Pub Date: April 6th, 1999
ISBN: 0-385-31957-6
Publisher: Delacorte

For diehard Steel fans only. As the author gets older, so, happily, do her protagonists—although they always, always, look at least ten years younger than their chronological age. In India Taylor’s case, these good looks aren’t the result of lots of live-in help. Since she gave up her career as a photojournalist 14 years earlier (Steel makes it clear that she could have won a Pulitzer), India has dedicated herself to the rearing of her four swell kids: chauffeuring, soccer-momming, watching ballet classes, and creating a lovely home in the prosperous New York suburb of Westport, Connecticut. But creeping in between the endless car pools is India’s suspicion that there might be more to life. She misses her job; her spirit hungers for a little more career mixed in with wife-and-motherhood. But Doug, her anachronistic husband, has forbidden her even an occasional photo gig. Apparently, India agreed to this domestic arrangement when they married. Her dad, a prizewinning photojournalist, died in action, and India doesn’t want her children growing up without both parents as she did. Add to this emotional stew the fact that Doug doesn’t believe in romance or passionate love anymore, and you have one mad, dissatisfied housewife.
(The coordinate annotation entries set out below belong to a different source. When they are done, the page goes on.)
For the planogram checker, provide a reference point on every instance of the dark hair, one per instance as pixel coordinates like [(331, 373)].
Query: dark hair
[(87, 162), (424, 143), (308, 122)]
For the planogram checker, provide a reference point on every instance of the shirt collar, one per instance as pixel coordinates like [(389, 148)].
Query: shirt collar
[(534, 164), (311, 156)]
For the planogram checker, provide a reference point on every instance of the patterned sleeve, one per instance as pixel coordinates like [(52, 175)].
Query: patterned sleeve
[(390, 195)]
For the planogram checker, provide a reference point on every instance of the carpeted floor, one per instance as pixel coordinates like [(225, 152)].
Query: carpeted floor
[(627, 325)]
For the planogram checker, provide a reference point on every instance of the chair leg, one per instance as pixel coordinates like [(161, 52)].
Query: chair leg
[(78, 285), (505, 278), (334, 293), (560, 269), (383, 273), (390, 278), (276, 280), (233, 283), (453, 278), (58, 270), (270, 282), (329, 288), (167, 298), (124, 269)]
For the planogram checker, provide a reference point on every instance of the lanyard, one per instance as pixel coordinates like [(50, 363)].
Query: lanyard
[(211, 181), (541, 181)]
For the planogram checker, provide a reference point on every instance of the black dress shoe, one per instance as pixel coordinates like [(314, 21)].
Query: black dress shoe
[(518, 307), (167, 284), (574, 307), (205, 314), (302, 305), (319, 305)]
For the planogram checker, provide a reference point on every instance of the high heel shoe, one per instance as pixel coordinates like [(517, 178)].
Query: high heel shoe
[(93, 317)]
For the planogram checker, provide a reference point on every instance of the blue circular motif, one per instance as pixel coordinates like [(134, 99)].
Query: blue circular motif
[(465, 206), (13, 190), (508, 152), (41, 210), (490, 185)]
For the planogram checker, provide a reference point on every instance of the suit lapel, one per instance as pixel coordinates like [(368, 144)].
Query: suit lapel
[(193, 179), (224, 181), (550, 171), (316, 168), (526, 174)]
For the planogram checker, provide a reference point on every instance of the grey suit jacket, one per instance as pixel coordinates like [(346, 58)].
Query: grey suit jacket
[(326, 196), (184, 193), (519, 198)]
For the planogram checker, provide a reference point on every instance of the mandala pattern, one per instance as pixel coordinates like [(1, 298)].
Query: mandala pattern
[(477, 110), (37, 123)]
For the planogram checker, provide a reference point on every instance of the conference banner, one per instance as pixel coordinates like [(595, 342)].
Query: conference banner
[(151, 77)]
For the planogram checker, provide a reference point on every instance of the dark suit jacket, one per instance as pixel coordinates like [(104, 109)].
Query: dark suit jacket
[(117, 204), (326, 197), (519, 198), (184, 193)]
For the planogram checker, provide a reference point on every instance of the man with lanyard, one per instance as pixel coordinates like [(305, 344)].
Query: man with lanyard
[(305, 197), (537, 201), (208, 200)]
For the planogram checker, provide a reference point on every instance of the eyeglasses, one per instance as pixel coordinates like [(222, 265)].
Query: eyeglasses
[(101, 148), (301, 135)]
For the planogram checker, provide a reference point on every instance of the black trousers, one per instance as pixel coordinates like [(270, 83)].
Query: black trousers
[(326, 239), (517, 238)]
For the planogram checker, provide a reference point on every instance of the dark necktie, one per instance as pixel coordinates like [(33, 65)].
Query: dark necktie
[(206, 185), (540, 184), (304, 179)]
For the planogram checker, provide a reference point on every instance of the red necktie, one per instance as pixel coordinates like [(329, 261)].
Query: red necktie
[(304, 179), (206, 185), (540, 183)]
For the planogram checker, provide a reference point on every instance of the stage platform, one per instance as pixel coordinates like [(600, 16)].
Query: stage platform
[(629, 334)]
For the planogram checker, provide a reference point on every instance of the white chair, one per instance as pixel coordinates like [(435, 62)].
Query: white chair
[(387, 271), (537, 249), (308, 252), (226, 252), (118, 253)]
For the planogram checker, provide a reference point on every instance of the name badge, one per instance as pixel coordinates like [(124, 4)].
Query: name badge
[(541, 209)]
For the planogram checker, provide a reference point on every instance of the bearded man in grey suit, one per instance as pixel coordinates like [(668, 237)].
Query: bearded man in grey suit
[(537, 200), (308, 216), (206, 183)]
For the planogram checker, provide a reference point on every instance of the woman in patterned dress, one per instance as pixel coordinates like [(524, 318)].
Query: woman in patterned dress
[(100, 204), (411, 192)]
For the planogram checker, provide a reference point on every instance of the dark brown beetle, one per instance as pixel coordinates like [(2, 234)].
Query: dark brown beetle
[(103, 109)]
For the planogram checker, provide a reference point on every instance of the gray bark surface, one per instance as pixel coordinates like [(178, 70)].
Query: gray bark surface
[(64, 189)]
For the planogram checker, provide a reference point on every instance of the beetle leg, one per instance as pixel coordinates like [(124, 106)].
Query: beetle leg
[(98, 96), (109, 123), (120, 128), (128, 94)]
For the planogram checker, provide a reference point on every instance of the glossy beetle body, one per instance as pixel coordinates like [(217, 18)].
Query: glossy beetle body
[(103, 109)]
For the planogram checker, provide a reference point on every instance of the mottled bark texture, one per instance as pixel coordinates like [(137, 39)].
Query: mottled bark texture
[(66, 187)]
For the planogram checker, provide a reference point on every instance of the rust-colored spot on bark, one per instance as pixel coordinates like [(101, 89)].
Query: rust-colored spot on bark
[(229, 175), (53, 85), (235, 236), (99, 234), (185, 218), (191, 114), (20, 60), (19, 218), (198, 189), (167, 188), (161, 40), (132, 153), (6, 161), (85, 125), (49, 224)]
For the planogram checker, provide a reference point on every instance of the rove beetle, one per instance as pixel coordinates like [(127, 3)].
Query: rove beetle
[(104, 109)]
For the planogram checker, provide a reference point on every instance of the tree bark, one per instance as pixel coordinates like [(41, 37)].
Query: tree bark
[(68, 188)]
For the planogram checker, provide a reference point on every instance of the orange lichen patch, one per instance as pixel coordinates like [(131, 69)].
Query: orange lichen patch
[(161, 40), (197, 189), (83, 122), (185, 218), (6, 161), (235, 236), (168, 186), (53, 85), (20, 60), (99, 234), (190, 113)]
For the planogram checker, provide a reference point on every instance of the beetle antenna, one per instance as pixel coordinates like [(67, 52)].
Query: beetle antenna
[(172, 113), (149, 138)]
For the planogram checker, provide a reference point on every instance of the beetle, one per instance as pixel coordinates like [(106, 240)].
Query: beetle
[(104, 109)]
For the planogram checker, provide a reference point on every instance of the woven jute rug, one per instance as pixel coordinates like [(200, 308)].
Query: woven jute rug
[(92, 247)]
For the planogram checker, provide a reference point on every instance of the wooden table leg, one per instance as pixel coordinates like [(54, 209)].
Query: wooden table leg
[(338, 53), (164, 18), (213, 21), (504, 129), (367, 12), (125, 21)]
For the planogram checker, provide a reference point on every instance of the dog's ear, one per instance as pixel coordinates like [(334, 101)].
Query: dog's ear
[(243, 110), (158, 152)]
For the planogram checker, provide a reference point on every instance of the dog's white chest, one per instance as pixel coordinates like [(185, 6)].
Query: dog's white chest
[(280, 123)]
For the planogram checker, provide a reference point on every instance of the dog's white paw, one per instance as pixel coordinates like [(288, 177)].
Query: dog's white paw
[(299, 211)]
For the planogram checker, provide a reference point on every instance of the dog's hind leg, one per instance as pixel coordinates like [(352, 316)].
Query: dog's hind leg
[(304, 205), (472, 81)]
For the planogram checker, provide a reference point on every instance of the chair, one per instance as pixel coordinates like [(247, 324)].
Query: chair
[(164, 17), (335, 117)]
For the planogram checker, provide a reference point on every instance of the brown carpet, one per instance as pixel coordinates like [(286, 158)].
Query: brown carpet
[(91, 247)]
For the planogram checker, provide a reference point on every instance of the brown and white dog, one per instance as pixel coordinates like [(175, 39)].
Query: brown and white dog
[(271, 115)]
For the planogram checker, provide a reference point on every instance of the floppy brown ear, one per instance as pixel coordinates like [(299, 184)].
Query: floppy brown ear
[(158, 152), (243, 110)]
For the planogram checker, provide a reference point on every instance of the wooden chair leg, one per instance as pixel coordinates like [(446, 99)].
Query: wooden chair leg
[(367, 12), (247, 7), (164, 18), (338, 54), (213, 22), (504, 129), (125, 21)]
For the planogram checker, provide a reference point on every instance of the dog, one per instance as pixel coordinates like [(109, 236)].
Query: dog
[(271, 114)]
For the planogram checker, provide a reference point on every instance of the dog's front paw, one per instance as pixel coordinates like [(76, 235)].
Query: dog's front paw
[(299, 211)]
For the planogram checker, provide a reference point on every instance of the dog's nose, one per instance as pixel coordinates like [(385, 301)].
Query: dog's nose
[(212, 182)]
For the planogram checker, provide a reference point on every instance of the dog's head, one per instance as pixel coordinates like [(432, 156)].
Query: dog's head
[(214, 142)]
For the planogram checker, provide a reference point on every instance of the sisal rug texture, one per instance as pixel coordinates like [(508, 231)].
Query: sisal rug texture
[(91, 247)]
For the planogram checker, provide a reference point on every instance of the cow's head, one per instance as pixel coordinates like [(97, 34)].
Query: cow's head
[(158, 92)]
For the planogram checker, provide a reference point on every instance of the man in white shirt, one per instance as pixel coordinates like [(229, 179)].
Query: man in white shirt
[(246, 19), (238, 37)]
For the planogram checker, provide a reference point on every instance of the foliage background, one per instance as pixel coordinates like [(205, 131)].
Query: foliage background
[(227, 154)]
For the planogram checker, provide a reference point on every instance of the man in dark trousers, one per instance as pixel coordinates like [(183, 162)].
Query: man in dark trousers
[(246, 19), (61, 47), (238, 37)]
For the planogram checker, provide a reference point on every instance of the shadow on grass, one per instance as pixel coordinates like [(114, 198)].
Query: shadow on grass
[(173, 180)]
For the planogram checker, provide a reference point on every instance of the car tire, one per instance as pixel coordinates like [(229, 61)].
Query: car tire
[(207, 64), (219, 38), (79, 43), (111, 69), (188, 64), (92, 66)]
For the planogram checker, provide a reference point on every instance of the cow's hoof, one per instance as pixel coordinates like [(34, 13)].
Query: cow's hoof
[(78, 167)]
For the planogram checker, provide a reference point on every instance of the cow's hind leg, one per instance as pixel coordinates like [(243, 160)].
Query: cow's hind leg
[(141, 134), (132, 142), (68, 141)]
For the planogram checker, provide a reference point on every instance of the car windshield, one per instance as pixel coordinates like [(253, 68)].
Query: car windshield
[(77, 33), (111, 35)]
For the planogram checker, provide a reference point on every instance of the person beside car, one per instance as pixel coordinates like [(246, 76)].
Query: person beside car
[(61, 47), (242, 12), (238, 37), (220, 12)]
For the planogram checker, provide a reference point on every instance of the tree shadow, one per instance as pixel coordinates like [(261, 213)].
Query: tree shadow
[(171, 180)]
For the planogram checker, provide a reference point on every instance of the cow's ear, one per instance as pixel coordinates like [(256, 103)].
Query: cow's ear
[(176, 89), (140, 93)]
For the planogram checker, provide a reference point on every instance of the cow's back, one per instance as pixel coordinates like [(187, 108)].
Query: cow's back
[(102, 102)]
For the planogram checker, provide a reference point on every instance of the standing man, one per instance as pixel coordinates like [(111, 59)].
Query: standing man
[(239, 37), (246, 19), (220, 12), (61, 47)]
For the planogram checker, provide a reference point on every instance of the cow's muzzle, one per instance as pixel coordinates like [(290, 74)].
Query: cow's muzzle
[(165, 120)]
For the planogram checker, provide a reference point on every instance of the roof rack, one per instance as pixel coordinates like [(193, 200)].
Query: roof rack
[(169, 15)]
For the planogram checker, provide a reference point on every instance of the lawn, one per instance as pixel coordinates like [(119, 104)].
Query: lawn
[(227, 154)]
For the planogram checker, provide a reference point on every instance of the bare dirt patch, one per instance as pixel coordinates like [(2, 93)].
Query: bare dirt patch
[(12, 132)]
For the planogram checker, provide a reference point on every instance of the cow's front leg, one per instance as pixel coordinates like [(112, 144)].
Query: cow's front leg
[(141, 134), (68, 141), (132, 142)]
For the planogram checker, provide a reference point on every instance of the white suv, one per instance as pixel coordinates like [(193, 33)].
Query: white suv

When India meets Paul Ward, the “Lion of Wall Street,” on his fabulous sailboat at the Cape, she sees a guy who’s not afraid of living with a career-obsessed woman. Paul’s wife is the successful novelist Serena Smith. On her way to Europe, Serena’s plane is blown up by, yes, Arab terrorists, and Paul goes into deep mourning. He and India form a close friendship while crying on each other’s shoulders, and that friendship quickly develops into love. Their romantic ups and downs (the bitter and the sweet, of course) culminate in the jungle of Rwanda and come to the standard conclusion during a hurricane manquÇ off the Massachusetts coast. Steel manages to make even some solid ideas sound treacly and dated.